Search code examples
rforeachparallel-processingparallel.foreachparallel-foreach

CPU usage when using foreach in R


I was using foreach to do parallel compuation in R,

no_cores <- detectCores() 
registerDoParallel(no_cores)

    temp <- foreach(i=320:530,
                              .combine = rbind) %dopar% {
                                track(data = data[i,], para = currenttime)
                              }

but I realised that some CPU cores were not being utilised, let alone full used.

enter image description here

Are there some setting I missed? Are there some solutions I think about improving usage rate to speed up the running?


Solution

  • Some thoughts on this:

    • You may only have 4 physical cores but 8 logical cores because hyperthreading is enabled on your computer. Your problem may only be able to make good use of 4 cores. If so, you might be getting worse performance by starting 8 workers. In that case, it may be better to use:

      no_cores <- detectCores(logical=FALSE)

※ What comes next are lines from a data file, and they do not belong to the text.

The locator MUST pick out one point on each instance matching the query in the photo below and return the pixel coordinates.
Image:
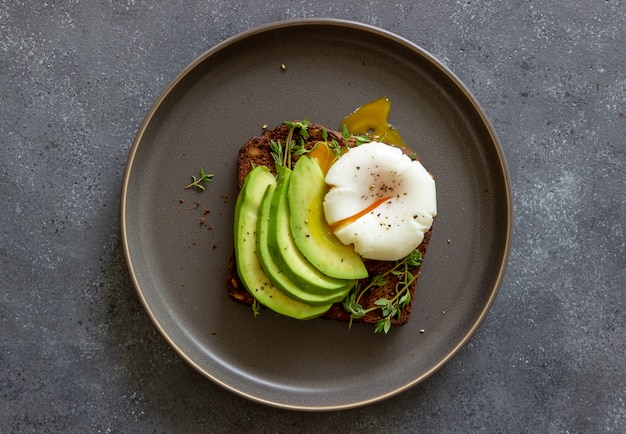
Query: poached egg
(380, 200)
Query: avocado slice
(275, 271)
(248, 266)
(286, 253)
(311, 232)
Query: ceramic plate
(178, 242)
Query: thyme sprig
(284, 153)
(391, 308)
(197, 182)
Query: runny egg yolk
(380, 200)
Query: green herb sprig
(283, 153)
(391, 308)
(197, 182)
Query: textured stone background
(77, 352)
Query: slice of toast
(256, 152)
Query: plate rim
(340, 23)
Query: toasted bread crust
(256, 152)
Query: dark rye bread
(256, 152)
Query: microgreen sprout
(390, 308)
(197, 181)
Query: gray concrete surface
(77, 351)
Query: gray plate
(178, 265)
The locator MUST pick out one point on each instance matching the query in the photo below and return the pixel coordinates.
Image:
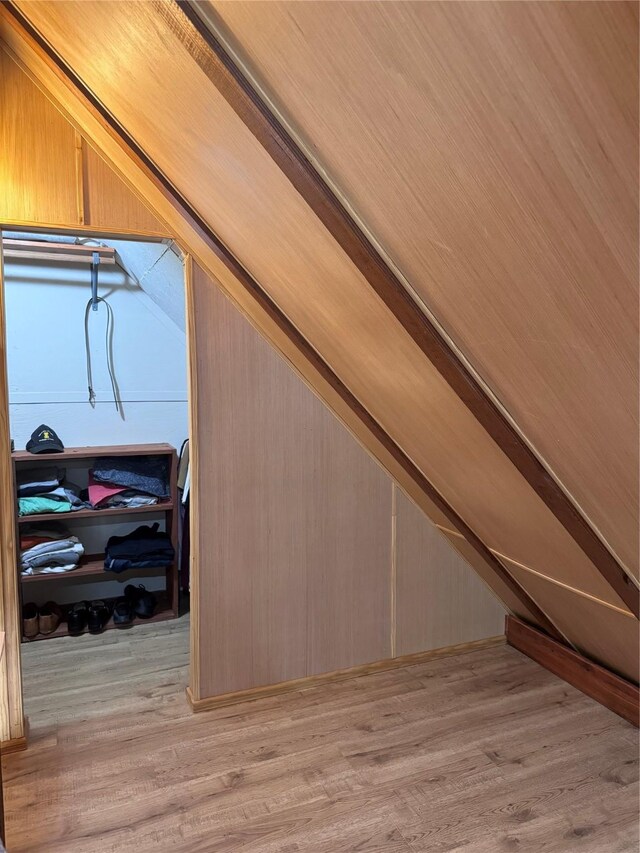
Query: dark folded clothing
(149, 474)
(145, 546)
(113, 565)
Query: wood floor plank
(481, 753)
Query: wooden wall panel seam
(280, 319)
(214, 60)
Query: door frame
(13, 724)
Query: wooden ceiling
(497, 173)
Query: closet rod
(41, 250)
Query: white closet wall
(45, 305)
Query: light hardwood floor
(481, 753)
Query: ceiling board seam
(232, 83)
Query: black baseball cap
(44, 440)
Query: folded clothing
(37, 505)
(48, 549)
(38, 488)
(143, 547)
(37, 481)
(109, 495)
(149, 474)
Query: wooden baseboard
(254, 693)
(16, 744)
(611, 690)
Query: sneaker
(142, 601)
(98, 616)
(123, 613)
(77, 618)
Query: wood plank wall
(49, 174)
(311, 539)
(492, 149)
(310, 560)
(188, 130)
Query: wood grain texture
(228, 78)
(377, 361)
(479, 753)
(615, 693)
(294, 519)
(606, 635)
(183, 223)
(37, 147)
(311, 681)
(108, 201)
(437, 602)
(492, 150)
(11, 710)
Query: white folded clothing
(62, 557)
(47, 547)
(49, 570)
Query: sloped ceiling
(491, 148)
(496, 203)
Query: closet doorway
(98, 410)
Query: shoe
(77, 618)
(30, 625)
(142, 601)
(99, 615)
(49, 618)
(123, 613)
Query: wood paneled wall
(492, 149)
(303, 567)
(49, 174)
(188, 130)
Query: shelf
(89, 565)
(163, 506)
(93, 453)
(163, 613)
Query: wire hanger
(92, 305)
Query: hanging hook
(95, 260)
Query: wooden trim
(192, 383)
(249, 106)
(16, 744)
(310, 681)
(82, 230)
(611, 690)
(272, 312)
(80, 177)
(11, 704)
(393, 599)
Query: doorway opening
(99, 422)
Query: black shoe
(123, 613)
(142, 601)
(77, 618)
(99, 615)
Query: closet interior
(97, 375)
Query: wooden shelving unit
(92, 565)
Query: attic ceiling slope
(189, 134)
(492, 150)
(19, 45)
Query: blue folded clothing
(149, 474)
(144, 547)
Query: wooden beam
(248, 105)
(611, 690)
(43, 250)
(201, 234)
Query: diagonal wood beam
(198, 226)
(227, 77)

    • track may not be very compute intensive, possibly due to excessive I/O or memory operations, causing it to not use much CPU time.

    • If track is CPU intensive but doesn't take much time to execute (less than a millisecond, for example), the master process may become a bottleneck, especially if track returns a lot of data.

    Possible solutions:

    • Verify that your computer has enough memory to support the workers that you start by using your computer's process monitoring tools. If necessary, reduce the number of workers to stay within your resources.

    • You might get better results by using chunking techniques so there is only one task per worker. This makes the workers more efficient and reduces the post-processing done by the master.

    • Try experimenting with foreach options such as .maxcombine. Setting it to be greater than the number of tasks may help.

    • Combining the results by row isn't as efficient as combining by column, but this may not be a problem if you're chunking.